Grievous bodily harm means really serious bodily harm. It is for the jury to decide whether the harm is really serious. However, examples of what would usually amount to really serious harm include:
* injury resulting in permanent disability, loss of sensory function or visible disfigurement;
* broken or displaced limbs or bones, including fractured skull, compound fractures, broken cheek bone, jaw, ribs, etc;
injuries which cause substantial loss of blood, usually necessitating a transfusion or result in lengthy treatment or incapacity;
* serious psychiatric injury. As with assault occasioning actual bodily harm, appropriate expert evidence is essential to prove the injury
In accordance with the recommendation in R v McCready (1978) 1 WLR 1376, if there is any reliable evidence that a sufficiently serious wound has been inflicted, then the charge under section 20 should be of unlawful wounding, rather than of inflicting grievous bodily harm. Where both a wound and grievous bodily harm have been inflicted, discretion should be used in choosing which part of section 20 more appropriately reflects the true nature of the offence.

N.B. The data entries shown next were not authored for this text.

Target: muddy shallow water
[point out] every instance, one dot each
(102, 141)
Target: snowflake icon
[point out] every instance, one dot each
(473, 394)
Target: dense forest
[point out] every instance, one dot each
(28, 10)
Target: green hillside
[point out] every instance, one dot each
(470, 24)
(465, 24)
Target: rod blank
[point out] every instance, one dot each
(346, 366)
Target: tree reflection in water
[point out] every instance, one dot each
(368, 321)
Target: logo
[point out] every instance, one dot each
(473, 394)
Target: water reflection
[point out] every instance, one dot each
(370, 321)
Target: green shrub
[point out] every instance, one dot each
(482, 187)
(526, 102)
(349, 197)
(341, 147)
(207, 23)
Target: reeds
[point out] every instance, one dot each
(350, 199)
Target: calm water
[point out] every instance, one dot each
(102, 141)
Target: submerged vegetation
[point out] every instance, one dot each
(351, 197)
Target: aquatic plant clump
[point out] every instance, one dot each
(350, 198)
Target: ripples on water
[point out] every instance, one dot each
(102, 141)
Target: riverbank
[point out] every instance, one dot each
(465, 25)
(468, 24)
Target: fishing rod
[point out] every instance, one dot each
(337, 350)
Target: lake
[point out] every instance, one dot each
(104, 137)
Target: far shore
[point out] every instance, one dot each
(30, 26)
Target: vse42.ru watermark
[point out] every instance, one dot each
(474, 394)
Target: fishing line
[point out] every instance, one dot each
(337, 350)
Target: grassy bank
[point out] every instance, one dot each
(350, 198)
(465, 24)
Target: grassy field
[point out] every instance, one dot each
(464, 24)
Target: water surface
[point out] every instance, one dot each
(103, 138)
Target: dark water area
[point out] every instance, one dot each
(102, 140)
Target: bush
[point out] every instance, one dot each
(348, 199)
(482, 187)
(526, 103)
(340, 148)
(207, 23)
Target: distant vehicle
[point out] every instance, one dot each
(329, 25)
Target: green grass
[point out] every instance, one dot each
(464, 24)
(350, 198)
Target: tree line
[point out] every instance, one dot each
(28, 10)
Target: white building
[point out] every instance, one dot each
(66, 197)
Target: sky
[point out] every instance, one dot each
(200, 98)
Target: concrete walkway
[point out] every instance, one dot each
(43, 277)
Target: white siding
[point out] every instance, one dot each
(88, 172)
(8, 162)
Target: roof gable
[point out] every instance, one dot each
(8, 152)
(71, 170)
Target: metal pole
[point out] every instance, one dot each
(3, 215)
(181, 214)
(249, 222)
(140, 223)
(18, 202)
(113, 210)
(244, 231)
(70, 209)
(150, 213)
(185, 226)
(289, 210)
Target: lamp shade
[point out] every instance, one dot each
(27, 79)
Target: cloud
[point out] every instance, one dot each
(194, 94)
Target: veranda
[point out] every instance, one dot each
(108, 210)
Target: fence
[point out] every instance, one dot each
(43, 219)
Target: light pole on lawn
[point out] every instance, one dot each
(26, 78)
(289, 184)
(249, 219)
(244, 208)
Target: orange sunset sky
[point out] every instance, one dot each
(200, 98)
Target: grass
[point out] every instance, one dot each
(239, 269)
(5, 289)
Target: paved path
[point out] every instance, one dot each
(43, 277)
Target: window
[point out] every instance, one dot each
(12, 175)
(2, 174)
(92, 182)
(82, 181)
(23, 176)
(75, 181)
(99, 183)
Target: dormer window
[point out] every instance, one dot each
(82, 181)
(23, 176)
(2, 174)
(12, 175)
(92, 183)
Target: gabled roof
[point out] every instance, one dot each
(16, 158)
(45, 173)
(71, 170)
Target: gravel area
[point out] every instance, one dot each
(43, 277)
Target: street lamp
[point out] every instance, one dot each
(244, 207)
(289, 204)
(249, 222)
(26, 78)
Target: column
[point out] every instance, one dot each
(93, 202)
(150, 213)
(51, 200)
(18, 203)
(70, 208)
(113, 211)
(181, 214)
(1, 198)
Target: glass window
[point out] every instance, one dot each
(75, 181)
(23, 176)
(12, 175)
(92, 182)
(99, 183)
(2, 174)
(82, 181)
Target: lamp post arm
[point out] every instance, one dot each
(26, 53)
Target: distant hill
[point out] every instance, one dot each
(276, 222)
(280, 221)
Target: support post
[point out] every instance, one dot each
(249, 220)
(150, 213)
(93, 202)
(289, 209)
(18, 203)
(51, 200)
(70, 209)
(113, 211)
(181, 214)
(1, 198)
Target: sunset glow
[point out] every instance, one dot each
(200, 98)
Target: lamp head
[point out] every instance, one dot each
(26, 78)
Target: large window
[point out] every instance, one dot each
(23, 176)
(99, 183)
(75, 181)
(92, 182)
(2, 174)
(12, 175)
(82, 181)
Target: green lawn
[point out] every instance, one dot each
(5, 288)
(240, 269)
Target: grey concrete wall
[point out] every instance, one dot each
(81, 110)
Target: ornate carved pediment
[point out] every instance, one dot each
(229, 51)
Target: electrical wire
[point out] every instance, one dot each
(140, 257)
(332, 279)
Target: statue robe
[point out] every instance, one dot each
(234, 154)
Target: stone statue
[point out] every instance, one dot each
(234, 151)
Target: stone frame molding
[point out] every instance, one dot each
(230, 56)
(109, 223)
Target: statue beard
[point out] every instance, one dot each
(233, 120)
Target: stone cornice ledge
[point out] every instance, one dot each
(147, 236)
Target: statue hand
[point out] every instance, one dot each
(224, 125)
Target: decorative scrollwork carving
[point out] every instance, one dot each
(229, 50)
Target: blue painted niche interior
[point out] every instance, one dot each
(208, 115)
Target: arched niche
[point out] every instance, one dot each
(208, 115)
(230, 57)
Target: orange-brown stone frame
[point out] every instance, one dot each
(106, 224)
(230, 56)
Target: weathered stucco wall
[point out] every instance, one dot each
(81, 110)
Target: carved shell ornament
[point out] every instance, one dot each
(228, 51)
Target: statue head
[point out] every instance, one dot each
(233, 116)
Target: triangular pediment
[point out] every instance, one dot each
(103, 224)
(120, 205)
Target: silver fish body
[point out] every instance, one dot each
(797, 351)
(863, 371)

The prosecution must prove under section 20 that either the defendant intended, or actually foresaw, that the act might cause some harm. It is not necessary to prove that the defendant either intended or foresaw that the unlawful act might cause physical harm of the gravity described in section 20. It is enough that the defendant foresaw some physical harm to some person, albeit of a minor character, might result: (R v Savage; DPP v Parmenter  1 A.C 699).